##### int a, b, c = 0; void prtfun(); main() { static int a
int a, b, c = 0;
void prtfun();
main()
{
static int a = 1;
prtfun();
a = a + 1;
prtfun();
printf("%d,%d\n",a,b);
}
void prtfun()
{
static int a = 2;
int b = 1;
a += ++b;
printf("%d,%d\n",a,b);
}

Q1. What output will be generated by the given code segment?

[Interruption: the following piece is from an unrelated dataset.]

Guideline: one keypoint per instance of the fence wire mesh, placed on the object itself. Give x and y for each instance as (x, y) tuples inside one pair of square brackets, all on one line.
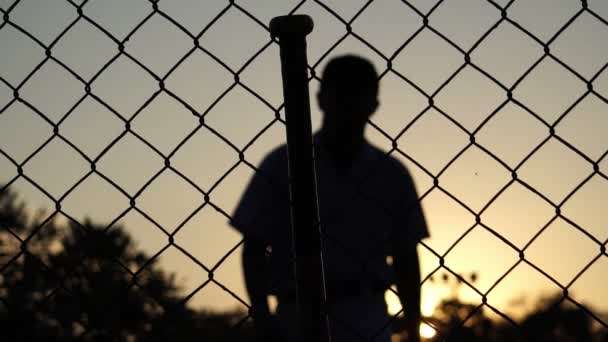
[(423, 14)]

Q2. If we replace the statement "static int a = 1;" by "auto int a = 1;", and "static int a = 2;" by "register int a = 2;", then what will be the output?

Answer

Q1. Both the local variables a of main function and prtfun are static variables, so their values will persist between different function calls. First time when prtfun is called, value of a (inside prtfun) is initialized to 2, then a += ++b changes a's value as follows: a = a+(b+1) = 2 + 2 = 4, b's value is also changed to 2. So, first time 4, 2 will be printed. Next, a of main function is incremented to 2, and again prtfun is called. This time as a is static, it's value will be initially 4 (as set in the previous call to prtfun), and a += ++b, changes it's value as follows: a = a+(b+1) = 4 + 2 = 6, b's value is changed to 2. So, this time 6, 2 will be printed. Next, from main function, values of a and b are printed which are 2, and 0 (b is a global variable whose default value is 0) respectively. So, output of the code:
4, 2
6, 2
2, 0

Q2. If the storage classes are changed to auto and register from static, the values of a will not persist between different function calls. So, both the times prtfun is called, a will be initialized with 2, and values printed will be 4, 2 (as was only in the first call before). main function will work as before, and 2, 0 will be printed last. So, in this case output of the code:
4, 2
4, 2
2, 0